PgQue: Zero-Bloat Postgres Queue

(github.com)

80 points | by gmcabrita 8 hours ago ago

9 comments

mind-blight 36 minutes ago ago

The vacuum pressure is real. Using a system with the skip locked technique + polling caused massive DB perf issues as the queue depth grew. The query to see the current jobs in the queue ended up being the main performance bottleneck, which cause slower throughput, which caused a larger queue depth, which etc.
Scaling the workers sometimes exacerbates the problem because you run into connection limits or polling hammering the DB.
I love the idea of pg as a queue, but I'm a more skeptical of it after dealing with it in production
saberd 3 hours ago ago

I don't understand the latency graph. It says it has 0.25ms consumer latency.
Then in the latency tradeof section it says end to end latency is between 1-2 seconds.
Is this under heavy load or always? How does this compare to pgmq end to end latency?

[-]
- samokhvalov 2 hours ago ago
  
  (PgQue author here)
  I didn't understand nuances in the beginning myself
  We have 3 kinds of latencies when dealing with event messages:
  1. producer latency – how long does it take to insert an event message?
  2. subscriber latency – how long does it take to get a message? (or a batch of all new messages, like in this case)
  3. end-to-end event delivery time – how long does it take for a message to go from producer to consumer?
  In case of PgQ/PgQue, the 3rd one is limited by "tick" frequency – by default, it's once per second (I'm thinking how to simplify more frequent configs, pg_cron is limited by 1/s).
  While 1 and 2 are both sub-ms for PgQue. Consumers just don't see fresh messages until tick happens. Meanwhile, consuming queries is fast.
  Hope this helps. Thanks for the question. Will this to README.
odie5533 3 hours ago ago

Postgres durability without having to run Kafka or RabbitMQ clusters seems pretty enticing. May reach for it when I next need an outbox pattern or small fan out.
cout 3 hours ago ago

I think it's great that projects like this exist where people are building middleware in different ways than others. Still, as someone who routinely uses shared memory queues, the idea of considering a queue built inside a database to be "zero bloat" leaves me scratching my head a bit.

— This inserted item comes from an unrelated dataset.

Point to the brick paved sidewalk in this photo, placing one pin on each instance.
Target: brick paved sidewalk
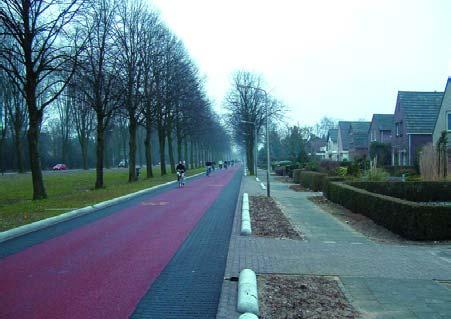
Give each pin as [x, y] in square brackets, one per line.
[381, 281]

I can see why someone would want that, but once person's feature is bloat to someone else.

[-]
- pierrekin 3 hours ago ago
  
  In Postgres land bloat refers to dead tuples that are left in place during certain operations and need to be vacuumed later.
  It’s challenging to write a queue that doesn’t create bloat, hence why this project is citing it as a feature.
halfcat an hour ago ago

So if I understand this correctly, there are three main approaches:
1. SKIP LOCKED family
2. Partition-based + DROP old partitions (no VACUUM required)
3. TRUNCATE family (PgQue’s approach)
And the benefit of PgQue is the failure mode, when a worker gets stuck:
- Table grows indefinitely, instead of
- VACUUM-starved death spiral
And a table growing is easier to reason about operationally?

[-]
- samokhvalov an hour ago ago
  
  Taxonomy is correct. But the benefit isn't "table grows indefinitely vs. vacuum-starved death spiral"
  in all three approaches, if the consumer falls behind, events accumulate
  The real distinction is cost per event under MVCC pressure. Under held xmin (idle-in-transaction, long-running writer, lagging logical slot, physical standby with hot_standby_feedback=on):
  1. SKIP LOCKED systems: every DELETE or UPDATE creates a dead tuple that autovacuum can't reclaim (xmin is frozen). Indexes bloat. Each subsequent FOR UPDATE SKIP LOCKED scans don't help.
  2. Partition + DROP (some SKIP LOCKED systems already support it, e.g. PGMQ): old partitions drop cleanly, but the active partition is still DELETE-based and accumulates dead tuples — same pathology within the active window, just bounded by retention. Another thing is that DROPping and attaching/detaching partitions is more painful than working with a few existing ones and using TRUNCATE.
  3. PgQue / PgQ: active event table is INSERT-only. Each consumer remembers its own pointer (ID of last event processed) independently. CPU stays flat under xmin pressure.
  I posted a few more benchmark charts on my LinkedIn and Twitter, and plan to post an article explaining all this with examples. Among them was a demo where 30-min-held-xmin bench at 2000 ev/s: PgQue sustains full producer rate at ~14% CPU; SKIP LOCKED queues pinned at 55-87% CPU with throughput dropping 20-80% and what's even worse, after xmin horizon gets unblocked, not all of them recovered / caught up consuming withing next 30 min.
bfivyvysj 2 hours ago ago

Cool